Calafiore Antonio M, de Paulis Ruggero, Iesu Severino, Paparella Domenico, Angelini Gianni, Scognamiglio Mattia, Centofanti Paolo, Nicolardi Salvatore, Chivasso Pierpaolo, Canosa Carlo, Zaccaria Salvatore, de Martino Luigi, Magnano Diego, Mastrototaro Giuseppe, Di Mauro Michele
Department of Cardiovascular Sciences, Gemelli Molise, Campobasso, Italy.
Division of Cardiac Surgery, European Hospital, Rome, Italy.
J Card Surg. 2022 Dec;37(12):4982-4990. doi: 10.1111/jocs.17207. Epub 2022 Nov 20.
Deep hypothermic circulatory arrest (DHCA) at ≤20°C for aortic arch surgery has been widely used for decades, with or without cerebral perfusion (CP), antegrade (antegrade cerebral perfusion [ACP]), or retrograde.
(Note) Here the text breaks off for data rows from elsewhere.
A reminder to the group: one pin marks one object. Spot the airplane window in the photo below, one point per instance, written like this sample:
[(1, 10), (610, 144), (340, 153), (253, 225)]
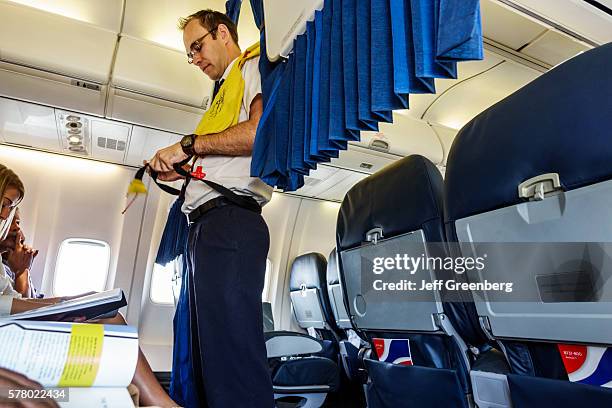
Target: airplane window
[(162, 282), (82, 266)]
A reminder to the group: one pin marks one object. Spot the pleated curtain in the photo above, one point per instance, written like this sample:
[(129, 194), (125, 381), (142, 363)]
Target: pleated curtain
[(356, 62)]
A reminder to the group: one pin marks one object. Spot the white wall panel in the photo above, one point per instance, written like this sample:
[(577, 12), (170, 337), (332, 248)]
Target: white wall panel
[(55, 43), (466, 100), (68, 197), (102, 13)]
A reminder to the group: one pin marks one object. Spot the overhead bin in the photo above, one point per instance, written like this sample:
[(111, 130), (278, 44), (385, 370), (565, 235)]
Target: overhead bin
[(144, 67), (35, 85), (145, 142), (407, 136), (148, 111), (154, 86), (479, 93), (577, 16), (55, 43), (28, 125)]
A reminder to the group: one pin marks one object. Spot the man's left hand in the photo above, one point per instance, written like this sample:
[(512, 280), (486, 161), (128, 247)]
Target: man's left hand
[(164, 159)]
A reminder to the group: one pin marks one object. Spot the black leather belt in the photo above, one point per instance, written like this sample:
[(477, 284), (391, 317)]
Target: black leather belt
[(221, 202)]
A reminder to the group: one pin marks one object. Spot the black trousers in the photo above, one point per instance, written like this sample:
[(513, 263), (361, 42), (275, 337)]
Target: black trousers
[(228, 247)]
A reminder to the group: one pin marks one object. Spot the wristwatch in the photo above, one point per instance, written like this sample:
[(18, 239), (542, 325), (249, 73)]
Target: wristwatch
[(188, 144)]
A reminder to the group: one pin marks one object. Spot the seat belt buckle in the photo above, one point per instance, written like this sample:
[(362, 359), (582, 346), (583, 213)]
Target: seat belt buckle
[(198, 173)]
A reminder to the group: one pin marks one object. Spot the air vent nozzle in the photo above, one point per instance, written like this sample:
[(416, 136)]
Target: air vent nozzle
[(378, 144)]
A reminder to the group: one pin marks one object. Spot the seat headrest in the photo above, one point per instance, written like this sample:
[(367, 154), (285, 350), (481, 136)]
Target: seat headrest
[(400, 198), (332, 268), (559, 123), (309, 270)]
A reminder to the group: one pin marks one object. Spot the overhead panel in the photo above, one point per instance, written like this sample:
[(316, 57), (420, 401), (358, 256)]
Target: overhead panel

In recent years nadir temperature progressively increased to 26°C-28°C (moderately hypothermic circulatory arrest [MHCA]), adding ACP. Aim of this multicentric study is to evaluate early results of aortic arch surgery and if DHCA with 10 min of cold reperfusion at the same nadir temperature of the CA before rewarming (delayed rewarming [DR]) can provide a neuroprotection and a lower body protection similar to that provided by MHCA + ACP.
A total of 210 patients were included in the study. DHCA + DR was used in 59 patients and MHCA + ACP in 151. Primary endpoints were death, neurologic event (NE), temporary (TNE), or permanent (permanent neurologic deficit [PND]), and need of renal replacement therapy (RRT).
Operative mortality occurred in 14 patients (6.7%), NEs in 17 (8.1%), and PNDs in 10 (4.8%). A total of 23 patients (10.9%) needed RRT. Death + PND occurred in 21 patients (10%) and composite endpoint in 35 (19.2%). Intergroup weighed logistic regression analysis showed similar prevalence of deaths, NDs, and death + PND, but need of RRT (odds ratio [OR]: 7.39, confidence interval [CI]: 1.37-79.1) and composite endpoint (OR: 8.97, CI: 1.95-35.3) were significantly lower in DHCA + DR group compared with MHCA + ACP group.
The results of our study demonstrate that DHCA + DR has the same prevalence of operative mortality, NE and association of death+PND than MHCA + ACP. However, the data suggests that DHCA + DR when compared with MHCA + ACP provides better renal protection and reduced prevalence of composite endpoint.
几十年来,主动脉弓手术中≤20°C的深低温停循环(DHCA)已被广泛应用,无论是否进行脑灌注(CP),包括顺行(顺行性脑灌注[ACP])或逆行性脑灌注。近年来,最低体温逐渐升至26°C - 28°C(中度低温停循环[MHCA]),并增加了ACP。这项多中心研究的目的是评估主动脉弓手术的早期结果,以及在复温前与停循环时相同最低体温下进行10分钟冷再灌注的DHCA(延迟复温[DR])是否能提供与MHCA + ACP相似的神经保护和身体下部保护。
共有210例患者纳入本研究。59例患者采用DHCA + DR,151例患者采用MHCA + ACP。主要终点为死亡、神经事件(NE),包括暂时性(TNE)或永久性(永久性神经功能缺损[PND]),以及肾脏替代治疗(RRT)的需求。
14例患者(6.7%)发生手术死亡,17例(8.1%)发生神经事件,10例(4.8%)发生永久性神经功能缺损。共有23例患者(10.9%)需要进行肾脏替代治疗。21例患者(10%)发生死亡 + PND,35例(19.2%)发生复合终点事件。组间加权逻辑回归分析显示,死亡、神经功能缺损和死亡 + PND的发生率相似,但与MHCA + ACP组相比,DHCA + DR组的肾脏替代治疗需求(比值比[OR]:7.39,置信区间[CI]:1.37 - 79.1)和复合终点事件(OR:8.97,CI:1.95 - 35.3)显著更低。
我们的研究结果表明,DHCA + DR与MHCA + ACP相比,手术死亡率、神经事件以及死亡 + PND的发生率相同。然而,数据表明,与MHCA + ACP相比,DHCA + DR能提供更好的肾脏保护,并降低复合终点事件的发生率。